How to iron suit or a blazer part 3

Make Your Suits Stay in High Standard!

          How to iron suit or a blazer part 3

Tips on how to iron a suit or a blazer, number 5:

A quality handmade jacket is always identifiable by the lapel roll, cheap suits or some that were pressed cheaply have very flat pressed lapel area and you should avoid that at all cost because it makes it look cheap and you do not want that. To increase the lapel roll you can even iron the lapel in the beginning part from the back which really helps to achieve this beautifully bespoke style roll. Do not iron over the lapel line and that is folded because otherwise, it is stiff and flat. Once you are done with that you could iron the back area of the jacket that is easy even on a regular iron board with a regular iron. Pay attention to the seams which are the center seam and try to not press hard on them but slightly on the side that way you will not see the pattern of the seams on the outside of the fabric. That is especially important with thinner or flimsy fabrics. The same is true when ironing, for example, the corners of your back vents. If you want a crisp result, you can use a clapper to get a nice crease.

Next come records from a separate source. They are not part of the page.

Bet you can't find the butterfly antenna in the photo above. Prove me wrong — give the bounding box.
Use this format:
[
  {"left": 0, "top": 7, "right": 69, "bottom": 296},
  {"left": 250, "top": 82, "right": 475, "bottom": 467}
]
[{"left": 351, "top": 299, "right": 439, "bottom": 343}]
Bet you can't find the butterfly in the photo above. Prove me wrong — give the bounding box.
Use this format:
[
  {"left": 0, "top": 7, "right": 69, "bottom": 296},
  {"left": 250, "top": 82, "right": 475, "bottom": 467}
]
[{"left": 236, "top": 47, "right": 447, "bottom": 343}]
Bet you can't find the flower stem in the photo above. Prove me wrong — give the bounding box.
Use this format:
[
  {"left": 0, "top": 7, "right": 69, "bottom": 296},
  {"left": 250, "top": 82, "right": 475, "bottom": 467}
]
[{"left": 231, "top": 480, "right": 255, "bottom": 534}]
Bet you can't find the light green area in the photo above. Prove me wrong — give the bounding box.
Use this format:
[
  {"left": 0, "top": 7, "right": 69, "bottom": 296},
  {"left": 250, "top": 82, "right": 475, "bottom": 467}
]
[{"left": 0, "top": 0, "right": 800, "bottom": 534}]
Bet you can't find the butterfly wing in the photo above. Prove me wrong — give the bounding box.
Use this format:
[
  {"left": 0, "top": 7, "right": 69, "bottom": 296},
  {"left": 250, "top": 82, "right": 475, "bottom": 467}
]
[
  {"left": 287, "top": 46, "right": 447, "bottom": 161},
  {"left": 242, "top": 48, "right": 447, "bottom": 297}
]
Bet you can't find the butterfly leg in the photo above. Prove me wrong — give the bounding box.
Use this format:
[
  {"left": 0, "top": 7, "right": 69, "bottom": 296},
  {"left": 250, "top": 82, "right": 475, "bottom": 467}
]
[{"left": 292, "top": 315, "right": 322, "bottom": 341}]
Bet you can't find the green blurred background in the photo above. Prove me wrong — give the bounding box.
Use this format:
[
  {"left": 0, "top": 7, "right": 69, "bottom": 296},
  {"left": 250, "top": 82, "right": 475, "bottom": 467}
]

Tips on how to iron a suit or a blazer, number 6:

Next thing to do, is to iron sleeves and that is when a sleeve board comes in really handy. Rather than ironing two layers of fabric at the same time, you should have one layer of fabric but a sleeve is usually never just straight. It always has a slight curve and you want to maintain the curve by ironing in that same fashion, it is a little challenge but you can do it by following the patterns on the jacket sleeve. If there is no pattern simply take that motion in a slight banana curve.